Love and Money, also known as Love & Money, is a 1982 American drama film directed by James Toback and starring Ray Sharkey.

==Plot==
Byron Levin works in a California bank. He becomes infatuated with Catherine Stockheinz, the wife of his billionaire boss. Frederic Stockheinz has a million-dollar offer to make. He asks Byron to go to the republic of Costa Salva to offer a business proposition to the dictator there, Lorenzo Prado, who just happens to be Byron's old college roommate. Matters become further complicated when Catherine and Byron begin an affair.

==Cast==
- Ray Sharkey as Byron Levin
- Ornella Muti as Catherine Stockheinz
- Klaus Kinski as Frederic Stockheinz
- Armand Assante as Lorenzo Prado
- King Vidor as Walter Klein
- William Prince as Paultz
- Tony Sirico as Raoul (as Anthony Sirico)
- Jacqueline Brookes as Mrs. Paultz
- Rodolfo Hoyos, Jr. as Gen.
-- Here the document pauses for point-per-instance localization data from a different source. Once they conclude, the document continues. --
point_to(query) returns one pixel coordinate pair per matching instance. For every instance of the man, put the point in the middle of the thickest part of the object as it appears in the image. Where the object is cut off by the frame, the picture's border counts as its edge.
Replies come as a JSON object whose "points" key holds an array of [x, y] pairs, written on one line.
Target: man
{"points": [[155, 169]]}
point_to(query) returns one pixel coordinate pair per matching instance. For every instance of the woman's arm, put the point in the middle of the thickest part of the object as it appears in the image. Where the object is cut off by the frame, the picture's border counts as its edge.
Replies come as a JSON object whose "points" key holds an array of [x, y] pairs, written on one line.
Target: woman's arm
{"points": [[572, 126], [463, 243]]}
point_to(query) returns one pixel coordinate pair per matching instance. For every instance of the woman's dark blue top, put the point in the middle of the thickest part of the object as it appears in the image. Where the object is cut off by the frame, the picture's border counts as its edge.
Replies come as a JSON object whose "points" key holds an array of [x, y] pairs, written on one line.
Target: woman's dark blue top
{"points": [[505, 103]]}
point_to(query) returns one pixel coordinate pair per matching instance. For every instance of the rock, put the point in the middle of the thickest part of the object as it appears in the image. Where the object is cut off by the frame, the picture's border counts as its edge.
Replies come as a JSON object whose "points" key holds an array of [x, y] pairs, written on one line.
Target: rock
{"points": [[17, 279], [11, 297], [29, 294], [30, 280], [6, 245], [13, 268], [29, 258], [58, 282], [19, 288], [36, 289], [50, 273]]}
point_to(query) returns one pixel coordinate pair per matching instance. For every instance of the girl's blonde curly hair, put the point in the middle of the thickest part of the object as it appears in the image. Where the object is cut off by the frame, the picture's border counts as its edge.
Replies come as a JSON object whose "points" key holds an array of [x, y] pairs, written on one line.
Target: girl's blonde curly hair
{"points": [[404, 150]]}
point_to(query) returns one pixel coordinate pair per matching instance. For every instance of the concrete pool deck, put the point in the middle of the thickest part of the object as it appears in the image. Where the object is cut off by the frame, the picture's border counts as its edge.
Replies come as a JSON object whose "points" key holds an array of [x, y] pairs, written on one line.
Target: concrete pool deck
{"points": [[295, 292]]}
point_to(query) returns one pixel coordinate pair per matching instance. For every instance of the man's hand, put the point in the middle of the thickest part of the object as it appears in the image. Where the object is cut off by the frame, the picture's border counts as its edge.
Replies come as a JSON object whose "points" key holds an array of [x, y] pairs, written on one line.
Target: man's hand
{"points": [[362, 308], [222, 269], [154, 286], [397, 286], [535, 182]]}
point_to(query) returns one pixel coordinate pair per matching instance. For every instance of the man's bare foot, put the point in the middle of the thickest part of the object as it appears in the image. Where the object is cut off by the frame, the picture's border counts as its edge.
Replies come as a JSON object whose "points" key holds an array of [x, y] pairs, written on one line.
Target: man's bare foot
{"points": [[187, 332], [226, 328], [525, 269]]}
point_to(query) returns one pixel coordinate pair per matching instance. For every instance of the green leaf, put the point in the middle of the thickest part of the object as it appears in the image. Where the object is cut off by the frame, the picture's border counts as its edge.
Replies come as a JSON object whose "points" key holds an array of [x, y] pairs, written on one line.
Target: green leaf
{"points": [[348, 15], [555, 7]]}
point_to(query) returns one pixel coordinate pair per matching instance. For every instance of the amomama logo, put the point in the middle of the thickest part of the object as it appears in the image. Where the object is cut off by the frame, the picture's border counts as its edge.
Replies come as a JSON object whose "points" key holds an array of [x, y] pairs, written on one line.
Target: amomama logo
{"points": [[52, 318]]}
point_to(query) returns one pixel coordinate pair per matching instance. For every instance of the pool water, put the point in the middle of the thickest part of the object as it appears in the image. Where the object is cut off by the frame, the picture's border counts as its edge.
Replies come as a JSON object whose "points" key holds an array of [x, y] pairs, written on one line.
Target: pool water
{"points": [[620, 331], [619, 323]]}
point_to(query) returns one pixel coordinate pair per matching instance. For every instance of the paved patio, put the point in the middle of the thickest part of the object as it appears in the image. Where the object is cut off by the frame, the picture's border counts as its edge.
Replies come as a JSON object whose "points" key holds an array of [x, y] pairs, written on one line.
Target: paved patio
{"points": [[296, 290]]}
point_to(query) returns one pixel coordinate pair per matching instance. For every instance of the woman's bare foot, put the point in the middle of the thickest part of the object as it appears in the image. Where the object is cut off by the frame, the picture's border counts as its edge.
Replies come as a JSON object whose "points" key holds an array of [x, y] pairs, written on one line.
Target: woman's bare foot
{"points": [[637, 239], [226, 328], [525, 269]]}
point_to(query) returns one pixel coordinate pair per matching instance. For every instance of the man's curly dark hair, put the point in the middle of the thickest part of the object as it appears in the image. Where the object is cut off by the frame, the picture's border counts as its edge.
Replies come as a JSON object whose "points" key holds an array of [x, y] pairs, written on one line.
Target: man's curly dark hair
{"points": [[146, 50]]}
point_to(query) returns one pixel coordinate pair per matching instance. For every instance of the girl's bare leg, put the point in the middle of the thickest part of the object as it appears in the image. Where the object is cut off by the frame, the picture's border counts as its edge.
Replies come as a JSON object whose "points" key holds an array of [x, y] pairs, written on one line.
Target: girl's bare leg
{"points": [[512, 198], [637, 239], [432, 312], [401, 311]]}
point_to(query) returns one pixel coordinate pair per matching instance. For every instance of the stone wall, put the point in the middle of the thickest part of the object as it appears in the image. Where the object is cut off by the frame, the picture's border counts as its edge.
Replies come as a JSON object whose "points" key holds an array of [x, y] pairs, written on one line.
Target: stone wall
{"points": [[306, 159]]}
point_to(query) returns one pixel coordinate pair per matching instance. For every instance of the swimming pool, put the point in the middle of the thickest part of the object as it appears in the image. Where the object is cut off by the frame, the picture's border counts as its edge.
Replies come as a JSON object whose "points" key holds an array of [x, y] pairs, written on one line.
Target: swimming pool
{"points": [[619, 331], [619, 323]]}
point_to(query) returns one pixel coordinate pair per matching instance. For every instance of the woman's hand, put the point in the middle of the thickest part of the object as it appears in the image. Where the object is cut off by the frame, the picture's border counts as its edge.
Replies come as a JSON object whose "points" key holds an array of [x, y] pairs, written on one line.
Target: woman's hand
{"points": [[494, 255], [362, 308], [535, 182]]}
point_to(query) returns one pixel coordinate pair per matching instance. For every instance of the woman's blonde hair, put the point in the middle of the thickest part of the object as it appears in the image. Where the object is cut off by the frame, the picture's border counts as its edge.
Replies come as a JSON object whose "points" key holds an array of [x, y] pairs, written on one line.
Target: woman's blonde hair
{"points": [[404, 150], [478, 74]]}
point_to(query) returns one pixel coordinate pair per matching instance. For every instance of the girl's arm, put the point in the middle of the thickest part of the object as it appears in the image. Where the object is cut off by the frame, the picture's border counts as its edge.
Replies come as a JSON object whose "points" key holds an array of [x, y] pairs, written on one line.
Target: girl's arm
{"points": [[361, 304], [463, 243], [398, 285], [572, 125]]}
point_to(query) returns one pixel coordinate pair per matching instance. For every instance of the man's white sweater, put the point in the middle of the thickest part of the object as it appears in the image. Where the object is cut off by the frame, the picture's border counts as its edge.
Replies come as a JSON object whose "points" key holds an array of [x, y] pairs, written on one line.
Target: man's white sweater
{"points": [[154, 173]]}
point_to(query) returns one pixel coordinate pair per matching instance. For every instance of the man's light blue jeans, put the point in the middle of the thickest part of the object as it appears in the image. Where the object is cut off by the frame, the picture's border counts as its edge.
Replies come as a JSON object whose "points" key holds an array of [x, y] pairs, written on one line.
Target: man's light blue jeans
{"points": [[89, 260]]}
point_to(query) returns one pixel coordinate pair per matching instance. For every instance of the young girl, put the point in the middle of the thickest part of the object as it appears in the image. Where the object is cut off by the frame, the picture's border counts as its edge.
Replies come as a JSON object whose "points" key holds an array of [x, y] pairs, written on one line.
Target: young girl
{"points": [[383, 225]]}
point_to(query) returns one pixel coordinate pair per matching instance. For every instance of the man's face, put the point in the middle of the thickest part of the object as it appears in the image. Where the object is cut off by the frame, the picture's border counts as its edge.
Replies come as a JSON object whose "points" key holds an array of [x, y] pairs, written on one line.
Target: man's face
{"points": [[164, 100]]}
Sanzer
- Tom McFadden as Blair
- Tony Plana as National Guard General

==Production==
Toback wrote the script "on spec". He attached Frank Yablans who unsuccessfully tried to set up the film at 20th Century Fox. It was then bought by Columbia Studios, who put it in development. The management of the studio changed and the project was put into "turnaround". Warren Beatty bought the script on the strength of Toback's debut feature as director, Fingers. He set it up at Paramount, intending to star and produce.

At Paramount, Beatty got the film critic Pauline Kael to work on the project. Kael was an admirer of Toback's and Beatty's and had recently left film criticism to work in Hollywood. However, Kael dropped out of the project after a number of weeks, instead becoming a consultant for Paramount (she would eventually return to film criticism).

"She helped me immensely on the script," said Toback of Kael. "But she decided she didn't want to ossify herself on one project for a year... Saying Pauline did a masterful job of alienating everyone is totally crazy. There has never been any kind of blow up, hostility, or disagreement except the kinds of disagreements that two intelligent people have over creative ideas. She had some ideas for Love or Money that I wasn't willing to go along with, but her contributions were large."

Beatty dropped out of the film to concentrate on Reds. Toback and Paramount could not agree on casting without Beatty's involvement. The project was put into turnaround again, and Toback set up the film at Lorimar. Filming started November 26, 1979.

Toback made the film with Ray Sharkey, whom he later called "the wrong actor".

The role of Sharkey's grandfather was originally meant to be played by Harry Ritz. He fell ill after one day of filming and had to be replaced. Toback offered the role to director King Vidor. His part took five days to film.